This data visualization was submitted for the monthly data vis battle from r/dataisbeautiful. The dataset was movies with jump scares. This was my first time doing both data visualization and working with D3.
A Reddit user kindly provided the dataset as a csv file. After reviewing it, I was most interested in mapping the IMDB and Jump Scare scores over time.
Since I was familiar with SVGs, it was fairly easy to get started with D3. There are lots of examples and extensive documentation.
I decided to represent IMDB scores as purple, and Jump Scare scores as blue.
Observations
IANADS (I Am Not A Data Scientist) but it looks like the average IMDB score trends down over time. However, this might be caused by people only bothering to rate good older movies on IMDB. No one wanted to take the time to go rate bad movies from the 1960 and 70s. I am not familiar enough with the genre to know how many older movies could be missing.
It was also interesting to see the maximum Jump Scare score increase over time.
Challenges
PROBLEM Having both datasets on screen at the same time created a lot of dots/data points.
SOLUTION I created a slider that controlled the opacity of each dataset. You can drag the slider to the left to only view IMDB scores, and to the right to view Jump Scare scores.
PROBLEM A lot of dots overlap each other, due to movies being released in the same year that have the same score.
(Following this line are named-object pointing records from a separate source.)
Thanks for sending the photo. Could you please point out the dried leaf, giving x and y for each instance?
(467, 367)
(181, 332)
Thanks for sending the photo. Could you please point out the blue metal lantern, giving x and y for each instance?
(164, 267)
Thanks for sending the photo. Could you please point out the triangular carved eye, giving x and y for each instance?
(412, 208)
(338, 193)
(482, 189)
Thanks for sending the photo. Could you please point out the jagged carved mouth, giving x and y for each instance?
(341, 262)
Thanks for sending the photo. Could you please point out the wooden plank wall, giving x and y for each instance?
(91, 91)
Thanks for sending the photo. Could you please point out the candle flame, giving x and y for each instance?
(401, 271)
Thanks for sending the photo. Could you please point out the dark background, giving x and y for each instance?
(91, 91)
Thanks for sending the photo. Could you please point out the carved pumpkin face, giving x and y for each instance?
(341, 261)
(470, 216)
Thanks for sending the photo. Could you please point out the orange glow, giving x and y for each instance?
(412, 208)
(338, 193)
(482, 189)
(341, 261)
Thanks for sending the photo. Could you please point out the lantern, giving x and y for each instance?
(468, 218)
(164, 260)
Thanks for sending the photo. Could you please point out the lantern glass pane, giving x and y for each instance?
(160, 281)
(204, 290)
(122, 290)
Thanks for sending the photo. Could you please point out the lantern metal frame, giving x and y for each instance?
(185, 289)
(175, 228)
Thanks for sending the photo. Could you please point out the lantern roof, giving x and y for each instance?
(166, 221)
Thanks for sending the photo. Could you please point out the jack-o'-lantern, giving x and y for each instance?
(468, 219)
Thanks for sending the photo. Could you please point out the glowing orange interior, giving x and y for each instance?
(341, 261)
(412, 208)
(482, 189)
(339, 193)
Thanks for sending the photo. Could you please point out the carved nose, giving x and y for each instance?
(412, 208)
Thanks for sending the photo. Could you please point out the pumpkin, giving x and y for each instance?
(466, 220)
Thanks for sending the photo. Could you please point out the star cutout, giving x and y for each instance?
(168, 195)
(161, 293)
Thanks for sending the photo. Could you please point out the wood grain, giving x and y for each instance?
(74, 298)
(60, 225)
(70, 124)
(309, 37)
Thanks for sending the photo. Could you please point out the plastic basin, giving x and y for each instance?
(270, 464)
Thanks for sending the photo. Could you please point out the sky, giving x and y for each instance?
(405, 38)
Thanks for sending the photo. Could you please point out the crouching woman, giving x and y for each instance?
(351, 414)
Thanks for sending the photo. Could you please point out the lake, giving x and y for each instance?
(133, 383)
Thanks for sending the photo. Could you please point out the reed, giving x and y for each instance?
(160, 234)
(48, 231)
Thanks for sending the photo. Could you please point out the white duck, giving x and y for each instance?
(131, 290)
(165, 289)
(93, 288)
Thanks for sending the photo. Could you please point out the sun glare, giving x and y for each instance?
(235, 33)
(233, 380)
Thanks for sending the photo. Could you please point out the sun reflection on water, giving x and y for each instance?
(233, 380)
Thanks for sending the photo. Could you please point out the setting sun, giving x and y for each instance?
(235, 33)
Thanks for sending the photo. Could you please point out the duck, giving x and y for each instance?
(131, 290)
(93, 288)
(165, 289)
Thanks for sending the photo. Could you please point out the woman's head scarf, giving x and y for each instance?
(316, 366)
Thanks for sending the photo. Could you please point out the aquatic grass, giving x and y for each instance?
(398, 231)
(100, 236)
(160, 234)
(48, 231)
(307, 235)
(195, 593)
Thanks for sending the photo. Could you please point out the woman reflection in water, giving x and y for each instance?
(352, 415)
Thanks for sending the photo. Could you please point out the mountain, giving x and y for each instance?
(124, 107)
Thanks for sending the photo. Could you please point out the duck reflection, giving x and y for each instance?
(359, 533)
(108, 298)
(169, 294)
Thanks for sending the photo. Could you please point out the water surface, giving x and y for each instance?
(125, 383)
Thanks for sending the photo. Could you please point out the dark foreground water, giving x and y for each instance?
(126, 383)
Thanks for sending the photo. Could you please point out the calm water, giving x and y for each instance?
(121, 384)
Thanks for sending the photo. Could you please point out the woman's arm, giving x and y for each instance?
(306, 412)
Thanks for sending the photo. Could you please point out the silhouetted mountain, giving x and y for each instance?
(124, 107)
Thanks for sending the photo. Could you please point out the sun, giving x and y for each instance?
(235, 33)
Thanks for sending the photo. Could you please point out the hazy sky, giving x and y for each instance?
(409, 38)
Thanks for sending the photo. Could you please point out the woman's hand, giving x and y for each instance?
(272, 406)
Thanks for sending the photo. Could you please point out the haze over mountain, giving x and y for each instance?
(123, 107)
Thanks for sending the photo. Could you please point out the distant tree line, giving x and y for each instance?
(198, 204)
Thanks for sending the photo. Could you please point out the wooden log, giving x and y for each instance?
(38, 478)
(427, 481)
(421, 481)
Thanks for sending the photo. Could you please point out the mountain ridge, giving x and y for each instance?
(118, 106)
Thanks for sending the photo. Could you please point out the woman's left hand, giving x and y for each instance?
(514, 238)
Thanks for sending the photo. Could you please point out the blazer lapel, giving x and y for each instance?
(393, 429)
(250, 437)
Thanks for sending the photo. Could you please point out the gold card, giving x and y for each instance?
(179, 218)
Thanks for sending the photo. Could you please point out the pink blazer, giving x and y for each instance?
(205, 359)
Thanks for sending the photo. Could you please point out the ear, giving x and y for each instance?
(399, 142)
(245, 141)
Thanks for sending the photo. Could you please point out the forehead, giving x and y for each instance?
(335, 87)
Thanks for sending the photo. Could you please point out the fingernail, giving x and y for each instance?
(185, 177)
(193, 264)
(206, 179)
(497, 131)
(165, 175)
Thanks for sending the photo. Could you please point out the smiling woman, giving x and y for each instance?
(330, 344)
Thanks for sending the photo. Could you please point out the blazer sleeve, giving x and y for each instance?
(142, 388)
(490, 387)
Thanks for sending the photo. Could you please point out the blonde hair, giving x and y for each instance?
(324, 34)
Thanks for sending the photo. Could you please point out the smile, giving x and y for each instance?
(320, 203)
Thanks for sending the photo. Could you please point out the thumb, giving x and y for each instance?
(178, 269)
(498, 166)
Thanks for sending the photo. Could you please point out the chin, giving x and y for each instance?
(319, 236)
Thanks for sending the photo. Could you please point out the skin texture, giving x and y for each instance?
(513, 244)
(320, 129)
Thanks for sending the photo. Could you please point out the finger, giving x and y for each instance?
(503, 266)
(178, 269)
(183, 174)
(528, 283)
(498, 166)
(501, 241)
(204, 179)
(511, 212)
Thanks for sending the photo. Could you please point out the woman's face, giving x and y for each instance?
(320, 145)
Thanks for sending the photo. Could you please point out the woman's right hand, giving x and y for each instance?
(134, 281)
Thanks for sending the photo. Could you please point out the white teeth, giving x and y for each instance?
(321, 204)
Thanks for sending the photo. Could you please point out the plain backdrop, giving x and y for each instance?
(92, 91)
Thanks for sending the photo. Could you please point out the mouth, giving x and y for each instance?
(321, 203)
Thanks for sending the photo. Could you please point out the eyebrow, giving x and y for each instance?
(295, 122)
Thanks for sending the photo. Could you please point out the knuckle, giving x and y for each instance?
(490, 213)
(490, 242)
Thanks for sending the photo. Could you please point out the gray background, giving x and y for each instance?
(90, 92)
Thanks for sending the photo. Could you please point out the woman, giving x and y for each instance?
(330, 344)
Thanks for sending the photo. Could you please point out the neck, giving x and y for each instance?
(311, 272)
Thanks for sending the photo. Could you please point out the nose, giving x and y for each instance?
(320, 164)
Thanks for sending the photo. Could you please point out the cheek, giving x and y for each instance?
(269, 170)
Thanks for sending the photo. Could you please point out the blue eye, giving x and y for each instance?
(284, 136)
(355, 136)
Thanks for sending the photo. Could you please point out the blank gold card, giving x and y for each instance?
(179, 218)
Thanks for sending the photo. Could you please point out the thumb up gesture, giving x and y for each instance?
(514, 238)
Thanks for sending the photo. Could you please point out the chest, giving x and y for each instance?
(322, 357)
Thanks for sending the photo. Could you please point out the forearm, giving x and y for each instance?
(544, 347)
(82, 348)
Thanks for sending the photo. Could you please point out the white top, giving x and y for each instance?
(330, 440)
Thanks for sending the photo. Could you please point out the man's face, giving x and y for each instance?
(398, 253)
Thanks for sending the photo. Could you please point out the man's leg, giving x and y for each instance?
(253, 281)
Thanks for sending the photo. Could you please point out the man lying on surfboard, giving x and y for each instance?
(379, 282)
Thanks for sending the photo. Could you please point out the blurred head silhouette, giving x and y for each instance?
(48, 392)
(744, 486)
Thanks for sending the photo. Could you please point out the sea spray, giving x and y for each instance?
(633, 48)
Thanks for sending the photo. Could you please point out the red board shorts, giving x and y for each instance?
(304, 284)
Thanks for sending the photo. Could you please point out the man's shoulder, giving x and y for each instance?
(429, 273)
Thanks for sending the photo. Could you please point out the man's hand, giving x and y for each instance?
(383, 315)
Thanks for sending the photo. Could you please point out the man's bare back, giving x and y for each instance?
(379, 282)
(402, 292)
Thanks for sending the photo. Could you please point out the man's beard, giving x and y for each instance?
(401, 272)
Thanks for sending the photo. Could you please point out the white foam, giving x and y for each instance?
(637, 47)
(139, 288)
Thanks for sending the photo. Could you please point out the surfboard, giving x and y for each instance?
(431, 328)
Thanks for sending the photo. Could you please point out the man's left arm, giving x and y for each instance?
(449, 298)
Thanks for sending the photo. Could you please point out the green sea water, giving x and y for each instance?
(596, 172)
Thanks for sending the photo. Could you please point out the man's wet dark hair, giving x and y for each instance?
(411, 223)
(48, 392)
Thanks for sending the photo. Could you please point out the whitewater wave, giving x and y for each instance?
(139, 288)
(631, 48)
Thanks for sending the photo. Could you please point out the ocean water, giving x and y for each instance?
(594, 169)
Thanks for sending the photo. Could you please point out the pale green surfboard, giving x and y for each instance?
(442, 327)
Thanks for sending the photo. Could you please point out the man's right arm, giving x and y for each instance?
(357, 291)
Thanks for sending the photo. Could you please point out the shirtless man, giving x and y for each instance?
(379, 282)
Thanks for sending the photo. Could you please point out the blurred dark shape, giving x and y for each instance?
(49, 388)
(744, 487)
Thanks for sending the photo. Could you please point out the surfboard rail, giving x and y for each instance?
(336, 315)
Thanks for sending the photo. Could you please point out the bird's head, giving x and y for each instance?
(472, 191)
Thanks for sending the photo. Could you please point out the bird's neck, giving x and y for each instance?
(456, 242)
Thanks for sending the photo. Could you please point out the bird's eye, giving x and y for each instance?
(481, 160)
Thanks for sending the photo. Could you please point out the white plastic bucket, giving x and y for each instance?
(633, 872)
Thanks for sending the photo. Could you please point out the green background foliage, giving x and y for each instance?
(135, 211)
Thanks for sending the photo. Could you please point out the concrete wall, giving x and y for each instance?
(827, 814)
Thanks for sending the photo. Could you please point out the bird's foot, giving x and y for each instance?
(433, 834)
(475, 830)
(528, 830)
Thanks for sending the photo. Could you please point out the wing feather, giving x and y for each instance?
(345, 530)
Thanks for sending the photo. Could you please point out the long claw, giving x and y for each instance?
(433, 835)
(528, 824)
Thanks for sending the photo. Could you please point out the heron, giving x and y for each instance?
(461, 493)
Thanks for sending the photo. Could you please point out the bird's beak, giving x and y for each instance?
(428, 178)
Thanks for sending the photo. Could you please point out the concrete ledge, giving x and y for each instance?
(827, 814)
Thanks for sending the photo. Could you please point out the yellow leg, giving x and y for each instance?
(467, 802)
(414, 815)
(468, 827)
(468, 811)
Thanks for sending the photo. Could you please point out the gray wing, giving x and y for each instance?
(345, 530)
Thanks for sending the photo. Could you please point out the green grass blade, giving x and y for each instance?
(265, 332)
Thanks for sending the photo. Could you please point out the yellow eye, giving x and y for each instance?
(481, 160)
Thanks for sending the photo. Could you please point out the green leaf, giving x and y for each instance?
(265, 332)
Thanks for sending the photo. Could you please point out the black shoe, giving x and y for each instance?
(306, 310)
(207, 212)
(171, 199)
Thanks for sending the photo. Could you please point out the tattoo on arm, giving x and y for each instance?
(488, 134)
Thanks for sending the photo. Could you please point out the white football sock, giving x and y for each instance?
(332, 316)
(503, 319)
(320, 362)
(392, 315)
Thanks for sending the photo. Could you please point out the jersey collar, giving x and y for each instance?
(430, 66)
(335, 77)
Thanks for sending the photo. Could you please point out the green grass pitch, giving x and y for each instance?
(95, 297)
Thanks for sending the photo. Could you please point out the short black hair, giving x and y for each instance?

SOLUTION I lowered the opacity of each dot to make the "dense" patches of dots more clear. I also created a tooltip that shows a list of all movies sharing the same data point on hover.
Thoughts for my next data vis project
- I would like to investigate alternate ways to display overlapping data, such as swarmplots. Consider when it's worthwhile to simplify data to a line graph instead of showing all data points.
- The chart is responsive, but the tooltip gets cut off on smaller screens. For future versions, I should code in a check that will orient the tooltip to the opposite side of the data point when needed. Same for data near the bottom of the graph.